Reflecting the industry's income, its consolidated surplus increased 9.2 percent, or $35.8 billion, to $427.1 billion at year-end 2005. This compares to the $391.3 billion at year-end 2004.

Net income and surplus increased even though direct insured property losses due to catastrophes rose in 2005 to a record $57.7 billion–more than double the comparable 2004 figure of $27.5 billion, according to ISO's Property Claim Services (PCS) unit.

Figures for catastrophe losses exclude those covered by the National Flood Insurance Program.

Robert Hartwig, chief economist for the Insurance Information Institute, issued a cautionary note pointing out that the industry's profitability came in well below the 14.9 percent return for the Fortune 500 group of companies last year.

"Contrary to some media reports, the property-casualty insurance industry did not even come close to experiencing record profitability in 2005," Mr. Hartwig said.

The industry's increasing underwriting savvy could be seen in the 92.7 combined ratio for the first six months of the year, which Mr.

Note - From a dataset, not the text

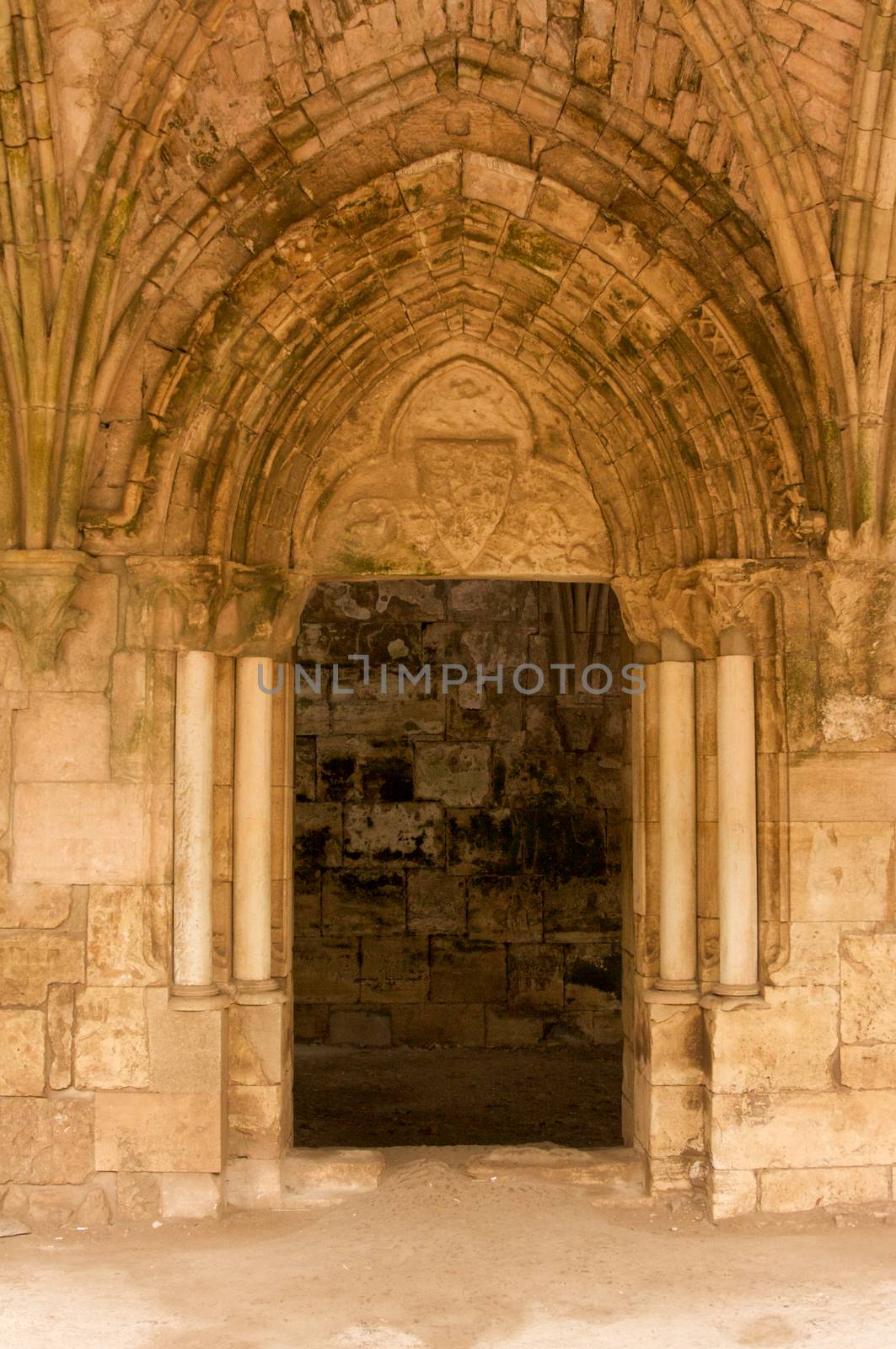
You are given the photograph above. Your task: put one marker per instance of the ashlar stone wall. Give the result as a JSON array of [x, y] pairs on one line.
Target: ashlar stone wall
[[458, 854]]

Hartwig noted declined 23 points from the comparable figure in 2001.

"The improvement in underwriting over the past several years is the result of a painful but necessary across-the-board effort by insurers to reassess risk," he said.

Countrywide data for all lines often mask significant problems in specific markets and locations, said Michael R. Murray, ISO assistant vice president for financial analysis.

As an example, before reinsurance recoveries and excluding losses covered by residual market mechanisms, the hurricanes of 2005 caused $24.7 billion in insured losses to residential and commercial property in Louisiana.

"This is $3.1 billion more than all the premiums insurers charged for property insurance in the state during the 23 years from 1982 to 2004," Mr. Murray said.

As for the 2005 fourth quarter, the industry's consolidated net income after taxes amounted to $14.1 billion, up $2.5 billion from $11.6 billion in the same 2004 period.